Clive Owen plays Jack Manfred, an ambitious but also depressed wannabe writer who takes up the job of a croupier at a small-scale casino in Central London. During his employment Jack uses the experiences at the casino as material for his novel which revolves around the world of a nameless figure, working as a croupier, who critiques the monetary society that surrounds him. His role however quickly becomes complicated when he begins a forbidden relationship with a client of the casino leading to an affair with his girlfriend which forces him into becoming involved with a planned heist at his workplace. Without spoiling the ending, “Croupier” is perhaps one of the most intriguing films to have been produced by a British studio in the 1990’s. Avoiding the popular energy of the fast-paced “Trainspotting” made one year earlier by Danny Boyle, Hodges direction of Paul Mayersberg’s script recreates an almost 60’s styled caper, which only assists in making the film stand out in look, style and tone.
As mentioned before, Clive Owen is at his swanky best in the movie, often wearing a tuxedo and, when out of work, a very detective styled ensemble (with an almost ridiculous looking hat) which is assisted by a mostly monotone narration from Owen himself. Perhaps almost acting as a slightly less stylized tribute to films such as Le Samourai or Blade Runner? The supporting cast are recognizable B-list British stars with plenty of talent that all stay within the confines of their characters as Croupier is Jack’s story, no one else’s. Doctor Who fans will be pleasantly surprised to see a young Alex Kingston playing the dangerous love interest that transports Jack into the murky world of crime. Gina McKee will also delight anyone who is a fan of under-known British actresses with her performance as the disapproving and controlling Gina (Jack’s girlfriend) is one to be very much admired.
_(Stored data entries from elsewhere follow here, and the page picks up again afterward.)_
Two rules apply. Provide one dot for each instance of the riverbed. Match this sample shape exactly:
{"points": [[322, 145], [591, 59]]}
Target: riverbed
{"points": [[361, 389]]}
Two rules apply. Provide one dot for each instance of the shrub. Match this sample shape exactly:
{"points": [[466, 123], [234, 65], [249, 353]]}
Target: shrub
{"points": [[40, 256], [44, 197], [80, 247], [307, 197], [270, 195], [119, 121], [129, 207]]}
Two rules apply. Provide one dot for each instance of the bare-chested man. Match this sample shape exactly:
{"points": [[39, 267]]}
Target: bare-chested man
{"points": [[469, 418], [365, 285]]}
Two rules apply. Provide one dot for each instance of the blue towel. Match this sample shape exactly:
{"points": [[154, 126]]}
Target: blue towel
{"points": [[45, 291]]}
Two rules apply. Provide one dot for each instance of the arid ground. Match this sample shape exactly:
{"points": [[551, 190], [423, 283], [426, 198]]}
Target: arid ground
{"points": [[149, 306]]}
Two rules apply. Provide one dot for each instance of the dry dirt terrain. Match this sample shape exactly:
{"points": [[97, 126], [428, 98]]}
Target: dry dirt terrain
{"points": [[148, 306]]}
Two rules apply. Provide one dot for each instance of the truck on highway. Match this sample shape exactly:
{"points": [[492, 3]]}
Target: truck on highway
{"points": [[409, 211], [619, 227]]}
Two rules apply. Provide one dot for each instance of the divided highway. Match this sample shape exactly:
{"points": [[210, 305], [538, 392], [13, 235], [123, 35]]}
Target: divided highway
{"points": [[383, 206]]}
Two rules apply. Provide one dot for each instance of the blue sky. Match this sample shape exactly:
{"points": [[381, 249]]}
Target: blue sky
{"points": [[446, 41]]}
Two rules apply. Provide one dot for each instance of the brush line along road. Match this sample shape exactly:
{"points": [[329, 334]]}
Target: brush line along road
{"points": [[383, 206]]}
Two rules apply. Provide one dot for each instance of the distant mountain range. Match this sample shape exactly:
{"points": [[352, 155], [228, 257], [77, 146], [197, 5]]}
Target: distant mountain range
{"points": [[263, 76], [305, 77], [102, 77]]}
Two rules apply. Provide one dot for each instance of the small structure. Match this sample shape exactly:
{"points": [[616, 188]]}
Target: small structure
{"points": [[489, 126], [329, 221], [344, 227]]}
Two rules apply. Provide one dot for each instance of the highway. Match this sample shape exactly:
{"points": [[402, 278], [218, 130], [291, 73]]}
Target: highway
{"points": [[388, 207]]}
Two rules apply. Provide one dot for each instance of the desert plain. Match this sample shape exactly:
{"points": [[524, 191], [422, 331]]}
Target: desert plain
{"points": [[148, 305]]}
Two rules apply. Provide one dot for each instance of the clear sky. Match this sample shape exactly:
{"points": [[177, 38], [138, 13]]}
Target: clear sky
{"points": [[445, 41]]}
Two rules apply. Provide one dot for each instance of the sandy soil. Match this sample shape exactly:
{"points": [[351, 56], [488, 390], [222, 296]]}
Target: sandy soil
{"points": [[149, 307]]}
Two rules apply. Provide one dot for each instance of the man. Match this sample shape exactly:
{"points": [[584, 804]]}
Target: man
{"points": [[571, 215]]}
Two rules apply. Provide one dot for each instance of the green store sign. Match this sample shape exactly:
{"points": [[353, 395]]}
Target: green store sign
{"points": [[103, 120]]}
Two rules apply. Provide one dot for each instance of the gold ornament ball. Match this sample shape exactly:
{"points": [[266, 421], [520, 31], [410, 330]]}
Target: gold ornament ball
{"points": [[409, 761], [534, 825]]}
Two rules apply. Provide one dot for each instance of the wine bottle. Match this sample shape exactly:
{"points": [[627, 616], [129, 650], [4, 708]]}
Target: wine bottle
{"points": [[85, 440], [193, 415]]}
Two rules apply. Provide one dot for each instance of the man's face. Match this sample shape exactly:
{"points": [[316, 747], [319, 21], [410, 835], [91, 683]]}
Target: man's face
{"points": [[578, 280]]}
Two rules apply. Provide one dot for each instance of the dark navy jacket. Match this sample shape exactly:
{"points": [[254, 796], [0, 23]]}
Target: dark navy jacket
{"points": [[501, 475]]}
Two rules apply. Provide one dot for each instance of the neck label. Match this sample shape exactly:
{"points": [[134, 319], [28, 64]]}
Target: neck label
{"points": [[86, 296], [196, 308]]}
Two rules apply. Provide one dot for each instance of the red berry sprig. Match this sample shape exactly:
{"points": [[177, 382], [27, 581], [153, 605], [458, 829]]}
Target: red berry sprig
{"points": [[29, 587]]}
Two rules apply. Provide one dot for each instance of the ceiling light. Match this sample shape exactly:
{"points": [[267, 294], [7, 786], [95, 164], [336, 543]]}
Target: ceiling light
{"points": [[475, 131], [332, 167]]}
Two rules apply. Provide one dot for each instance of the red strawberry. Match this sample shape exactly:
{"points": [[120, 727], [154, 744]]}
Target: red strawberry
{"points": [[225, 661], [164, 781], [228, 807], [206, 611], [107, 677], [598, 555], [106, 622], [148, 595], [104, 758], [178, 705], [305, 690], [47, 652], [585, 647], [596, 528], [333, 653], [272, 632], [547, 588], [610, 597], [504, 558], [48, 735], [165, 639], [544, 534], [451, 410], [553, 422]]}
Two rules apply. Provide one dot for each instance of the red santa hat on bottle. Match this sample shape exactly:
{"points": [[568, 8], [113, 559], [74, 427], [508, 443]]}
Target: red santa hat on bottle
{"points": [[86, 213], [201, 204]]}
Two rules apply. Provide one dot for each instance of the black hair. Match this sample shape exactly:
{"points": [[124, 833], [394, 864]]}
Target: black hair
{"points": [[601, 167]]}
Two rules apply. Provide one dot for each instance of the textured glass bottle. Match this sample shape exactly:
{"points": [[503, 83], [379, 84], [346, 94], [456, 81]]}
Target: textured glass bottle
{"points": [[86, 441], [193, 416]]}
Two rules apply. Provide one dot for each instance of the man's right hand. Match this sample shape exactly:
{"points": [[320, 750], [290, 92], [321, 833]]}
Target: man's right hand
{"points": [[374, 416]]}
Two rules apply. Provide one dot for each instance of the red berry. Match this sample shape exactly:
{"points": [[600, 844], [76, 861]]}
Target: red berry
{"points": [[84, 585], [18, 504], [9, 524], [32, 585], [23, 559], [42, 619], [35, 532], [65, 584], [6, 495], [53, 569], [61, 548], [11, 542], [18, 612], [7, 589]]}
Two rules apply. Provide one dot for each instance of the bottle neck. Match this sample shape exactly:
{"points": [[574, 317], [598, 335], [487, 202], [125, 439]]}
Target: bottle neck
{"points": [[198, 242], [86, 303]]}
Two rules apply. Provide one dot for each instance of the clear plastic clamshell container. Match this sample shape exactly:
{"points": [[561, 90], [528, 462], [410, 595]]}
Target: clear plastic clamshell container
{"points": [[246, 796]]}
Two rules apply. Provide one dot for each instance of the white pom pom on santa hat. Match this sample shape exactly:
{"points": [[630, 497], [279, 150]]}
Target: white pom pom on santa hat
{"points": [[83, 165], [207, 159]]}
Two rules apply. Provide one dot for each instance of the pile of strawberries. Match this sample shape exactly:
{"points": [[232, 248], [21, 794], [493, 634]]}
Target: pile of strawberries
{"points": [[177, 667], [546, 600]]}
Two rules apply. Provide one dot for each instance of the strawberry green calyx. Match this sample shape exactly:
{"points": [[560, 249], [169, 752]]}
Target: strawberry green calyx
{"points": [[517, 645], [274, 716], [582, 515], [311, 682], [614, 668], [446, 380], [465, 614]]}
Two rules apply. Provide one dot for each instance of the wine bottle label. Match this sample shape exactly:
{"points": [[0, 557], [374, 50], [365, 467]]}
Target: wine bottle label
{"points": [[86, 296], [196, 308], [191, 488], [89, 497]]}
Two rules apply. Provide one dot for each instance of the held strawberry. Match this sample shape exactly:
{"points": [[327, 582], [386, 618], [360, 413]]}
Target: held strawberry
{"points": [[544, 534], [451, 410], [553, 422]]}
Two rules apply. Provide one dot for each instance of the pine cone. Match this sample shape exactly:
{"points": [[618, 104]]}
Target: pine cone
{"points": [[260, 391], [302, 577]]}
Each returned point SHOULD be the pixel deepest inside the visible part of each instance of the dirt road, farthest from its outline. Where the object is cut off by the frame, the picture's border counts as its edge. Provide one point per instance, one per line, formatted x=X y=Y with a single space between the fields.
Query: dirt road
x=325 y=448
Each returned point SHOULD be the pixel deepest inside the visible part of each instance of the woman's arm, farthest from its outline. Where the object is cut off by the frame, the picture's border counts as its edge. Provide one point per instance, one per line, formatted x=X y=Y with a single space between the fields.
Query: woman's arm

Although its ending may leave the less-attentive viewer slightly confused with a revelation relating to a character only seen at the beginning of the film coming into play over an hour later; Croupier is a movie that captivates the viewer slowly overtime. Since the world of gambling is very much frowned upon by British society with casino’s being looked on as unholy landmarks that blot the poorest and wealthiest parts of the country, the audience member is sucked into a very engaging and eyebrow raising universe. Very few times is the question ever asked: who is the croupier? A person whose job it is to take from, and (even more rarely), give money back to strangers; a person who is not allowed to engage in conversation, a blank face that must only focus on the numbers. These are the themes that Mayversberg delves into. What is identity when it is offered money? What is morality if desperation is commonplace? Croupier doesn’t offer the perfect answer to these questions as there most likely isn’t one, but it certainly entertains us with possible solutions through the eyes of a very dynamic character, played skillfully by a talented Clive Owen.